Health Equity Scholar | Assistant Professor | Statistician/Methodologist


Trying to Build a Knowledge Base in Health Equity Research

TBH- I wanted to start a newsletter or a podcast on health equity research because I wanted something that would force me into reading and reviewing peer-reviewed scholarship more often. In a more deliberate way. Because as it is, my MO is reading enough of the literature to put together a background section, writing the background section. And moving on. It’s tricky because I really do have a “stuff to read” folder on my Dropbox that has hundreds of articles in it.

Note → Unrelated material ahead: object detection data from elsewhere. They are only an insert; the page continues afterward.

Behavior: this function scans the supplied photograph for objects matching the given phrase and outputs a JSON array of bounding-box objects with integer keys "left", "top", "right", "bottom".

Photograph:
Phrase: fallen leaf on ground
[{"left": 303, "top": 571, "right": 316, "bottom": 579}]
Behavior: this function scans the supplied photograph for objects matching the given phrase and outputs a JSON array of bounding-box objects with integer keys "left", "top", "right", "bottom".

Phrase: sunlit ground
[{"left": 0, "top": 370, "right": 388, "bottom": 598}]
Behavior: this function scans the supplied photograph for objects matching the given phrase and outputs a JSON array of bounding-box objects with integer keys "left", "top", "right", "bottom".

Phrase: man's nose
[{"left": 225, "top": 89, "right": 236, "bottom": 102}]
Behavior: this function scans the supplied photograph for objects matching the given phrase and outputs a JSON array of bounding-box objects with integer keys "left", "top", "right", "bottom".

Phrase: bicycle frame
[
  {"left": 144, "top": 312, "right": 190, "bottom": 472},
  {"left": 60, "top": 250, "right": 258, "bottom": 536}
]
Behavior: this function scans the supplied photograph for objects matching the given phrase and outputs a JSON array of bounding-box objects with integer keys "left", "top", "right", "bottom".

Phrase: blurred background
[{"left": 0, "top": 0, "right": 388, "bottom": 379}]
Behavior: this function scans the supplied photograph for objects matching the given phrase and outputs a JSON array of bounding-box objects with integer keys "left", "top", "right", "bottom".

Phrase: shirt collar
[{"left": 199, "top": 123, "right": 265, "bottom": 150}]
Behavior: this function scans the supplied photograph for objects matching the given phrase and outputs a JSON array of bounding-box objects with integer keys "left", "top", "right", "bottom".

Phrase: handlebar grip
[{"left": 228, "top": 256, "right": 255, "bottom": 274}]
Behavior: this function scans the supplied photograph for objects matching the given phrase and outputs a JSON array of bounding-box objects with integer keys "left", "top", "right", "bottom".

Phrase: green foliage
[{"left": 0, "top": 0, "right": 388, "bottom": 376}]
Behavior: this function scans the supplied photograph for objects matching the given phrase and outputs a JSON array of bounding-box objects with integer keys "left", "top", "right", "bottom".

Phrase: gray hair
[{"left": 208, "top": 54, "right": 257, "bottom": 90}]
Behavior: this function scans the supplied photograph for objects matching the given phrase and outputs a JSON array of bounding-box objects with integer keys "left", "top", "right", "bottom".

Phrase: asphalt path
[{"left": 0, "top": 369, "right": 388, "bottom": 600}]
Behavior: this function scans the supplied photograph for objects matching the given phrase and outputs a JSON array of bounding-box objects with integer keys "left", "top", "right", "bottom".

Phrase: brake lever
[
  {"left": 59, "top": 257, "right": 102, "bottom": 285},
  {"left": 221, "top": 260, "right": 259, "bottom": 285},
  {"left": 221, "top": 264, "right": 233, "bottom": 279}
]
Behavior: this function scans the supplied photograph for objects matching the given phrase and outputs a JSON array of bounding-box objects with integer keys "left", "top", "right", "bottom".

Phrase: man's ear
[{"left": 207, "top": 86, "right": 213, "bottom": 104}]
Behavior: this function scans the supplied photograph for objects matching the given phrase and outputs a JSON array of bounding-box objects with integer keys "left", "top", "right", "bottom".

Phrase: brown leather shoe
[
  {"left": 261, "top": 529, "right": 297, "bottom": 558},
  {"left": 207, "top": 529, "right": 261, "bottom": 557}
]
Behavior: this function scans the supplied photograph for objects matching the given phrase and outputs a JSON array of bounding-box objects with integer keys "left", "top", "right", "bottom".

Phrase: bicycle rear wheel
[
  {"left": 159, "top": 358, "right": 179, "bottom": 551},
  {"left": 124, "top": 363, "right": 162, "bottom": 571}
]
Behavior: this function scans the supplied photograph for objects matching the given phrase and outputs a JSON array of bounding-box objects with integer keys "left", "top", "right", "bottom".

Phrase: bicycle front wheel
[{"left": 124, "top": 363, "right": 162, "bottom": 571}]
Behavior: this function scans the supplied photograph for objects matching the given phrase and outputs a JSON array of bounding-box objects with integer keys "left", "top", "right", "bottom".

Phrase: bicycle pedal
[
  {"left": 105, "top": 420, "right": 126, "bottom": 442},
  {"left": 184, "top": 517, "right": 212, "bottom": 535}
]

It is funny, because I remember one of my grad-school professors saying that one habit he thought we should adopt is going to the library once a week or once a month to just review the printed publications in our area of research, making notes of articles and their findings. He did this in grad school and as an assistant professor. Of course- it’s a bit antiquated now. So many journals don’t have paper publications anymore. Many of us are working or doing this type of research from home. And if you’re me, you’re probably thinking through “what does it look like to capture this information so that its useful in the future?”.

Raul Pacheco-Vega has a blog post on carving time to read and keep up with the literature. Basically it comes down to AIC, a three-step method, where he reads the abstract, the introduction, and the conclusion. I think his opinion matters here because he is rather prolific (he published 12 papers in 2020 alone).

One could take it a step further, by putting all that information into a spreadsheet. If you pulled in key words, you could also have it be relatively searchable. A person who extracted the abstract, introduction, and conclusion for an article a day could build themselves a nice little database of 365 articles over the course of a year. If you did this with current literature, you’d be well on your way to developing the requisite information for literature reviews.

I’d love to do a podcast- but I think that is too much work for where I am in my life. The only one I know about is the Health Disparities Podcast– and it’s good in a way that I could never compete. Of course, it seems to be much more focused on practice (and maybe policy), whereas I am a lot more interested in the research. I guess what I am talking about is brief audio recordings of summarized health equity research? Is that a thing? It would be cool to feature guests that are health equity researchers and just have conversations about their work, what they see as the landscape, and future of their research given all the changes happening at the national level (with research funding, as well as changes in academia).

In any case, I recently learned about Notebook LM’s has a podcast feature. Notebook LM is an AI resources that is crazy good. You can upload a bunch of pdfs and have Notebook LM write a summary of it- which is very cool. Of course, I think you wouldn’t want to just let Notebook LM do that and hit publish. Only because we know that AI can hallucinate. And that would be embarrassing- to be outed as a person who didn’t bother to check if the generated summary was accurate? SAD.

Just playing around with the podcast feature, and I got THIS. I am starting to learn about the exposome ahead of a workshop I am taking at Columbia in July. So, I have been trying to read some of the research. I added three articles to my notebook and got a summary. But, the podcast- 18 minutes long. And its wild.

If I had time, I would evaluate the podcast text in light of the three articles. But, AI isn’t my main focus, so I probably won’t do that. But wow.